In Warren Buffet's recent Shareholder Letter, it seemed that no other theme was more prevalent than using long durations to get your success. Buffet looks for investments which have strong long-duration possibilities. This keeps frictional costs low and capital gains taxes minimal. The net-present-value of a 100-year earnings stream is mathematically higher than a 50-year stream, especially in an era of low discount rates. (paraphrasing Bill Smead - http://smeadcap.com/smead-strategies...ies/2014/03/03)
Samuel Lee (morningstar.com) comments "Both Buffett and Munger declare that their favourite holding period is forever.
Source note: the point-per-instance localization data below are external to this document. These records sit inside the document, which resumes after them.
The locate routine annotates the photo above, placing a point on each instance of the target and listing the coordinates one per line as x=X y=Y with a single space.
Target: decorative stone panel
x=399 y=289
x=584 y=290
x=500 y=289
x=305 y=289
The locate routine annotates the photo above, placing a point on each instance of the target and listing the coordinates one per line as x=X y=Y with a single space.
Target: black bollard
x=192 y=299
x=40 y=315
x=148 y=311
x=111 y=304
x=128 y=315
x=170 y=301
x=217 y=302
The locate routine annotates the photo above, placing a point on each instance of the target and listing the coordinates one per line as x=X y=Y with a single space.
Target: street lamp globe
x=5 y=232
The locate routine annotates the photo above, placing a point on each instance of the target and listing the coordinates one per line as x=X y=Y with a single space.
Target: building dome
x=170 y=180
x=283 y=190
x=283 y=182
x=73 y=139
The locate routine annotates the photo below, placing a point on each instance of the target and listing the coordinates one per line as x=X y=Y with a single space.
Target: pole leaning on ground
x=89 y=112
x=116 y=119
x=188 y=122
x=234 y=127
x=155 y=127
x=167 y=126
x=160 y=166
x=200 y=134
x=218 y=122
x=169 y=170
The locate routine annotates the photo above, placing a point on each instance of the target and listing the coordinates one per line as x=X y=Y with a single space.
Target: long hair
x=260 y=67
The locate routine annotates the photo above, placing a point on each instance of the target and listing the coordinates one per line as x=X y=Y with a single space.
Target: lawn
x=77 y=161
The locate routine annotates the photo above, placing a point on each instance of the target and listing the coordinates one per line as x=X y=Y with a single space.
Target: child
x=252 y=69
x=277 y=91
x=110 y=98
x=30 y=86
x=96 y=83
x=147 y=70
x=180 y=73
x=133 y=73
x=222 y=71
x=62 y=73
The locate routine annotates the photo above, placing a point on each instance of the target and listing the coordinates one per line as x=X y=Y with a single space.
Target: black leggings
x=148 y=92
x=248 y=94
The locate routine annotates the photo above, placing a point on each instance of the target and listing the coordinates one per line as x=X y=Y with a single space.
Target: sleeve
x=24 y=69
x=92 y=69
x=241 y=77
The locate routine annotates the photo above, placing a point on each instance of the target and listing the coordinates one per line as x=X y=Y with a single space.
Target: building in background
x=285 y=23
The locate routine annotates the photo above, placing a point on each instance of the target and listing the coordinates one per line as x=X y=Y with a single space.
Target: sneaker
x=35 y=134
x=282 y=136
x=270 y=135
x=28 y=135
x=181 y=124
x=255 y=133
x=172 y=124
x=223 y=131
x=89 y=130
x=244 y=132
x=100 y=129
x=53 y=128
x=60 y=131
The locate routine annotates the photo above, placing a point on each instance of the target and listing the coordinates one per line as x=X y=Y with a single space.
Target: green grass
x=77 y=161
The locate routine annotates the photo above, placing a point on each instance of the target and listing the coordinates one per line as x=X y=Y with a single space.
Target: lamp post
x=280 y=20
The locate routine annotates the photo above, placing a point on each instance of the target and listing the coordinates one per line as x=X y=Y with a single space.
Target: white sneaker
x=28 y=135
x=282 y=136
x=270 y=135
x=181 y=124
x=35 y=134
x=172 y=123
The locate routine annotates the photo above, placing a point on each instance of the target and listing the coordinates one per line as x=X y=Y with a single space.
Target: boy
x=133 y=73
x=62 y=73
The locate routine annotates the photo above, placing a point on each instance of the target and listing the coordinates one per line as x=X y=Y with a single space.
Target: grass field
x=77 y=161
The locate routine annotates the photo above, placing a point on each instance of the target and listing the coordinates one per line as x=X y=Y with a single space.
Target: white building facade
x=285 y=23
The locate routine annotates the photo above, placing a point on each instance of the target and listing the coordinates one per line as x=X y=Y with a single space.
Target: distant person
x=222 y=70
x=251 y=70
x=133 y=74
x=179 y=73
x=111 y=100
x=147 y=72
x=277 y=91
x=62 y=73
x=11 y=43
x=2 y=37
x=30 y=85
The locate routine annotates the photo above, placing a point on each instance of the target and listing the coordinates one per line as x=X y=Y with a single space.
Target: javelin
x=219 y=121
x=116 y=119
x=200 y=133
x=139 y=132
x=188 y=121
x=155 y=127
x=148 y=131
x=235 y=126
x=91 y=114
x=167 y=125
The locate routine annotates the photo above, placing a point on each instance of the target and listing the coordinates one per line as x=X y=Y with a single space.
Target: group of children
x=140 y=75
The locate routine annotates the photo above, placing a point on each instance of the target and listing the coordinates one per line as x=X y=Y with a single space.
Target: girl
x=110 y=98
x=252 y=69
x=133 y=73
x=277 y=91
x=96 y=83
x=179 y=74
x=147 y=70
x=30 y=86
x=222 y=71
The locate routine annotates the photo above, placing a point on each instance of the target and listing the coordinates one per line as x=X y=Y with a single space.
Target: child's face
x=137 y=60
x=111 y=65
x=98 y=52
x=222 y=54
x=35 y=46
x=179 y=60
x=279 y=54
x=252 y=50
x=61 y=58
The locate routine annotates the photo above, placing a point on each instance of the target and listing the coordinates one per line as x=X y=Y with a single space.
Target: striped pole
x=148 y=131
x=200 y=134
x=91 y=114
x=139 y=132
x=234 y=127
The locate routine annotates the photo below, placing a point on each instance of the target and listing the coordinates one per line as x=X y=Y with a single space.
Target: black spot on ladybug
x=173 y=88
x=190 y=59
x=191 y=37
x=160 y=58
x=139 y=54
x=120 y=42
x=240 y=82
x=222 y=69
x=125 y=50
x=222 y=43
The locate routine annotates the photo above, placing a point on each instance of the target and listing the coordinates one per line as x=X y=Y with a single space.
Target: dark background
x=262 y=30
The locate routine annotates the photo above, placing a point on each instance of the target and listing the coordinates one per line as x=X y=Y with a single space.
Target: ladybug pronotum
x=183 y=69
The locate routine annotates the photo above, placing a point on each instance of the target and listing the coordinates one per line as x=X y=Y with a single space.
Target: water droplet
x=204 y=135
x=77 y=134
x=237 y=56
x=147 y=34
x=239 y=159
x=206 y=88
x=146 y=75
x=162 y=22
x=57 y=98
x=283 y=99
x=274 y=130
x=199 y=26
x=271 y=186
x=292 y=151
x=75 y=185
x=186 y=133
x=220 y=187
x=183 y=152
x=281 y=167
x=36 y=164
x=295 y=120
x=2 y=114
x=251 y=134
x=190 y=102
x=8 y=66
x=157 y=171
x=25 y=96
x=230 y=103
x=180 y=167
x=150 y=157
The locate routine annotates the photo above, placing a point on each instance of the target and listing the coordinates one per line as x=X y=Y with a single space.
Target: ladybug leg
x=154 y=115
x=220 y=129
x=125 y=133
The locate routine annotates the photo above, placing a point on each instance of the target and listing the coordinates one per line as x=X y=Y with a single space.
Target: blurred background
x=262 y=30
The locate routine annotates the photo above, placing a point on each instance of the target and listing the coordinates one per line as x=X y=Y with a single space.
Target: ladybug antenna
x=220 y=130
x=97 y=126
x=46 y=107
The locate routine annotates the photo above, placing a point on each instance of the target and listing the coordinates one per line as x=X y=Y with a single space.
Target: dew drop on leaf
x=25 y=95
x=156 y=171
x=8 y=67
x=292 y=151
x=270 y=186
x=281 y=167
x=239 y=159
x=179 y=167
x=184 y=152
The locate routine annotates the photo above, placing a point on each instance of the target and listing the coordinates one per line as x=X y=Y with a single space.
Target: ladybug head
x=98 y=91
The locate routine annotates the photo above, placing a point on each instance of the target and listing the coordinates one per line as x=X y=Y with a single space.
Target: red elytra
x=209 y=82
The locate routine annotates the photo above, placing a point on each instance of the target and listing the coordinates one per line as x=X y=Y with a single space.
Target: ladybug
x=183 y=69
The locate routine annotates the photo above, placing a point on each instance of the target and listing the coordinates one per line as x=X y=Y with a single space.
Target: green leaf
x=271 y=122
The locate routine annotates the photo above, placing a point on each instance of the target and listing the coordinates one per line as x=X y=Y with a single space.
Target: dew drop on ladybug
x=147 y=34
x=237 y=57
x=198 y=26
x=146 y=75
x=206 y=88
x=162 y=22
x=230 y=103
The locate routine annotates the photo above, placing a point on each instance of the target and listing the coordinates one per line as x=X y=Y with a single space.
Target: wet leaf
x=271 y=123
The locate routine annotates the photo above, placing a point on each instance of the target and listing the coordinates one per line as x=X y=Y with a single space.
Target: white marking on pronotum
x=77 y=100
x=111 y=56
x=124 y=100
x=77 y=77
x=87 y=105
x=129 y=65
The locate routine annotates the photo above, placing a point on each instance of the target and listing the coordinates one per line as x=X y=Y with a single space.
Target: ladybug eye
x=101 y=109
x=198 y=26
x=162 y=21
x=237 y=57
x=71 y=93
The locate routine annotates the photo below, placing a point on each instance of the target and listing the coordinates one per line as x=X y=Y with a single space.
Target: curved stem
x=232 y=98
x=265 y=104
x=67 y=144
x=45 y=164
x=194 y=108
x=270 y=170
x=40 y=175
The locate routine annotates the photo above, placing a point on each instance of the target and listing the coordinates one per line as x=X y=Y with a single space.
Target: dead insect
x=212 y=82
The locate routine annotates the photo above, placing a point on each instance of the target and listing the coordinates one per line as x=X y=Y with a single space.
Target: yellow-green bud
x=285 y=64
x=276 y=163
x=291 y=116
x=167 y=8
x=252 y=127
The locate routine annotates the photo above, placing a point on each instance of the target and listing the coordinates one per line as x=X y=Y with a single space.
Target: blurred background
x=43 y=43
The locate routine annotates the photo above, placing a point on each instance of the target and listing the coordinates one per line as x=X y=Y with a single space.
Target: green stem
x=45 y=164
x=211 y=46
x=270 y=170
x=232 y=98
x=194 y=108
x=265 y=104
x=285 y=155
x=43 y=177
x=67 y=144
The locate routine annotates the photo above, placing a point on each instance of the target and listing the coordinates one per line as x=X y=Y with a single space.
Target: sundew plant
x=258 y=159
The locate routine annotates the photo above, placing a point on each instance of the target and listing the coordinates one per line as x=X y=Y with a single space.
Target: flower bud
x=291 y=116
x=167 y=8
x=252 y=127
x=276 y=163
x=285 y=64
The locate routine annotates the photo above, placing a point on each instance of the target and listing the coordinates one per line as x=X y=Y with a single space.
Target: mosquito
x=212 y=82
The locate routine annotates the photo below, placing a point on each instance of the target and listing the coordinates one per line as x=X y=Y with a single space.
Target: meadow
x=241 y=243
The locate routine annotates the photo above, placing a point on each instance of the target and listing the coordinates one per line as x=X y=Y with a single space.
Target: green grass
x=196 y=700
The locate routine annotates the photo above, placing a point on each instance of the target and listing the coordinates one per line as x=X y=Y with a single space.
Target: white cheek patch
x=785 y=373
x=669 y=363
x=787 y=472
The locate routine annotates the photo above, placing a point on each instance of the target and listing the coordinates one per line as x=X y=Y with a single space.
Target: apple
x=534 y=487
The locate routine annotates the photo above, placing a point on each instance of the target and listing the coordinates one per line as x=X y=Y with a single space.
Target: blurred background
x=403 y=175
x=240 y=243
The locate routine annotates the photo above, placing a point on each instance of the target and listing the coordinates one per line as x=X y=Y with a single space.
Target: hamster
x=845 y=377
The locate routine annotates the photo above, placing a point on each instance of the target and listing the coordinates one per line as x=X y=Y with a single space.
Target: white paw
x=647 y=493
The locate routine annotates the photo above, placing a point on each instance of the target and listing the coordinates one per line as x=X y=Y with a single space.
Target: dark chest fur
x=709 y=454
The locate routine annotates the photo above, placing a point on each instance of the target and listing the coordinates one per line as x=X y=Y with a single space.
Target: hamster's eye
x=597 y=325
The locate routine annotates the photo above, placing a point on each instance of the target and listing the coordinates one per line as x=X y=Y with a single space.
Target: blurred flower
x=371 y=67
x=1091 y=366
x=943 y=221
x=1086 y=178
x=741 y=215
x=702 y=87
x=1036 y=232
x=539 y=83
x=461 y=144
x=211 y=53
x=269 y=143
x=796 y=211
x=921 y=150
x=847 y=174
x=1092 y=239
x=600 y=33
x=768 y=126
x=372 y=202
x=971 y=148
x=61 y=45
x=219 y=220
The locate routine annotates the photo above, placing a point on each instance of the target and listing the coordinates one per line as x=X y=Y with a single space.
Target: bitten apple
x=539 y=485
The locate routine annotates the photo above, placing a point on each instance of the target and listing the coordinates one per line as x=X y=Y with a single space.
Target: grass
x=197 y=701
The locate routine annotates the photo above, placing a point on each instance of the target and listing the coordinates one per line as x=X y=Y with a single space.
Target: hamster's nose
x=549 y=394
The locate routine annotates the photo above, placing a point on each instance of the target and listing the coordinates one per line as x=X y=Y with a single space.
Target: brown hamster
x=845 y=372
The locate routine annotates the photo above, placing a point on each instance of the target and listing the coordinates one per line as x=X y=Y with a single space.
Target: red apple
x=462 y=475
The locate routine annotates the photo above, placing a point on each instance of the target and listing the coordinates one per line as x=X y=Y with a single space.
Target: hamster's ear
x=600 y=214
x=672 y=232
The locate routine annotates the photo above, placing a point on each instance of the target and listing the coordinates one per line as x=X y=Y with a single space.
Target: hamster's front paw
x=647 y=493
This seems to contradict the fact that at a high enough price, even the most wonderful business in the world will produce less-than-wonderful returns. No doubt part of their hesitance to sell wonderful businesses at any price reflects a philosophical aversion to “gin rummy” investing. I think, though, the main reason they hold on is because they truly believe wonderful businesses are persistently undervalued by the market, even when common valuation metrics suggest otherwise".
"The goal of the long-term investor is to come up with better estimates of intrinsic value than the market and buy stocks trading for below intrinsic value and sell stocks trading above it.
However, if you plug in reasonable-seeming numbers, you quickly discover that the majority of an investment’s present value is often embodied in the cash flows many years out. After inflation, the U.S. stock market has returned about 7% and grown per-share earnings by 2% over the past century. Apply a 7% discount rate to an earnings stream growing by 2% per annum in perpetuity, and you’ll find that the earnings beyond the first five years account for almost 80% of intrinsic value. Earnings beyond 10 years account for more than 60%".
The question is, which ASX listed companies can be considered in this long duration theme? Which companies will not only still be around, but earning appreciably higher profits and paying appreciably higher dividends 5, 10 and 20 years from now? Companies that seem overvalued according to traditional metrics and but deserve their 'lofty' pricing.